In a case called VanDerStok v. Garland, Judge Reed O’Connor struck down the ATF’s rule regulating frames and receivers – a significant victory in this litigation. The decision could potentially effect the pistol brace rule as well.
The case originated in August, 2022, with plaintiffs Tactical Machining, LLC, and FPC (Firearms Policy Coalition), represented by the FPC Action Foundation and Mountain States Legal Foundation. Since then, several intervenor plaintiffs joined the suit, including Blackhawk Manufacturing Group, Polymer80, and Defense Distributed.
In his decision, Judge O’Connor found that the ATF’s rule was facially invalid based upon the fact that Congress has not given the ATF authority to create such rules or regulations. He granted a motion for summary judgment and vacated the entire rule nation-wide.

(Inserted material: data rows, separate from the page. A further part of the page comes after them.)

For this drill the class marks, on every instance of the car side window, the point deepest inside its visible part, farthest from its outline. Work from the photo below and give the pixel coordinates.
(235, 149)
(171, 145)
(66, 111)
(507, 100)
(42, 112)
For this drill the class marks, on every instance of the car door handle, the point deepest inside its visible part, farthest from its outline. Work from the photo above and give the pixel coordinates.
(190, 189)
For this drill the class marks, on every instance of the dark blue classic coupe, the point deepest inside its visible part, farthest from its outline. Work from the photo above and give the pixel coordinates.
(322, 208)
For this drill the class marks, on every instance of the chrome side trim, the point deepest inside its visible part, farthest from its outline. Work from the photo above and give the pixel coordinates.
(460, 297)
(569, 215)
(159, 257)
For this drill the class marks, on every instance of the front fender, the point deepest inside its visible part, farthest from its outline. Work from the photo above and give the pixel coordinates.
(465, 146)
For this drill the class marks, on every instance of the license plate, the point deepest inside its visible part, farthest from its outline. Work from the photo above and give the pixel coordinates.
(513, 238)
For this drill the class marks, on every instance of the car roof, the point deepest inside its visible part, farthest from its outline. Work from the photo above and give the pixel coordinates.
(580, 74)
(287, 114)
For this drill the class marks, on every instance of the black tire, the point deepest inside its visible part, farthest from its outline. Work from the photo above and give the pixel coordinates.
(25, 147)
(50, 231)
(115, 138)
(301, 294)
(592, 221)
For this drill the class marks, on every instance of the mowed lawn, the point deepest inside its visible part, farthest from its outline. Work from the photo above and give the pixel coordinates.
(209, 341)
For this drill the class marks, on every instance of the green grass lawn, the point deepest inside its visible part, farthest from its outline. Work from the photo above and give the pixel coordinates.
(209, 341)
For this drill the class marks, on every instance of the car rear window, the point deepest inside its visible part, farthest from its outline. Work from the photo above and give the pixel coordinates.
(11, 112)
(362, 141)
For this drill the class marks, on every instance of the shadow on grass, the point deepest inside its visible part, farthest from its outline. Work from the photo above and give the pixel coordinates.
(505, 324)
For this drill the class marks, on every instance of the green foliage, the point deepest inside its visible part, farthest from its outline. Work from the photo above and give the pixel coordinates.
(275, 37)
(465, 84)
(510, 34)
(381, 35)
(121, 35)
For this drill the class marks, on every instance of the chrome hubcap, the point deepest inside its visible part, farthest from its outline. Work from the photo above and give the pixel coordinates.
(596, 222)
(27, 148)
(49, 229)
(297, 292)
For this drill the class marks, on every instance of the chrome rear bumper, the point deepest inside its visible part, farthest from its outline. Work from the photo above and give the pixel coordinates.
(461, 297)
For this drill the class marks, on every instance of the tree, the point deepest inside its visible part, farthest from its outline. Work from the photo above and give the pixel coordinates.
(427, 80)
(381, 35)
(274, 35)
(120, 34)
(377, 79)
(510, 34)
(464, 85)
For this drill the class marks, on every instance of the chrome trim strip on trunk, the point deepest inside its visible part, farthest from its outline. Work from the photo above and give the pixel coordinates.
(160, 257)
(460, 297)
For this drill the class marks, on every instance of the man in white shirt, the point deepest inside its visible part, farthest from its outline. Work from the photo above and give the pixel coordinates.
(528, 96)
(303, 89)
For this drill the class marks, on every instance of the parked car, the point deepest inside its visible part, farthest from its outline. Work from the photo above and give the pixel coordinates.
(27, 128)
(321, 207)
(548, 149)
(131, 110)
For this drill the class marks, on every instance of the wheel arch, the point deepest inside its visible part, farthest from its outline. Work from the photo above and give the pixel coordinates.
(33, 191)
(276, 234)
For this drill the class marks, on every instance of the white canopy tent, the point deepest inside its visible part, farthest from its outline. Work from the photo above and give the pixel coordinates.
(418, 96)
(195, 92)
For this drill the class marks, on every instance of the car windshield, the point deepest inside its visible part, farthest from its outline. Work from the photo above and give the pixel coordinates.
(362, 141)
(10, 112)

“This case presents the question of whether the federal government may lawfully regulate partially manufactured firearm components, related firearm products, and other tools and materials in keeping with the Gun Control Act of 1968,” wrote Federal District Court Judge Reed O’Connor in his Order.
Continuing, he wrote, “Because the Court concludes that the government cannot regulate those items without violating federal law, the Court holds that the government’s recently enacted Final Rule, Definition of “Frame or Receiver” and Identification of Firearms, is unlawful agency action taken in excess of the ATF’s statutory jurisdiction. On this basis, the Court vacates the Final Rule.”
Judge O’Connor’s decision did not address the constitutionality of the rule, but rather the legality of the rule based upon the Gun Control Act’s own stipulations.
In a concise, yet poignant analysis, Judge O’Connor points out the ATF’s ridiculous position:
As the Court previously explained, the issue in this case is whether ATF may properly regulate a component as a “frame or receiver” even after ATF determines that the component in question is not a frame or receiver. It may not. Logic dictates that a part cannot be both a receiver and receiver at the same time. Defendants’ reliance on that logical contradiction is fatal to their argument.”
It’s fully expected that the ATF will appeal the decision to the Fifth Circuit Court of Appeals.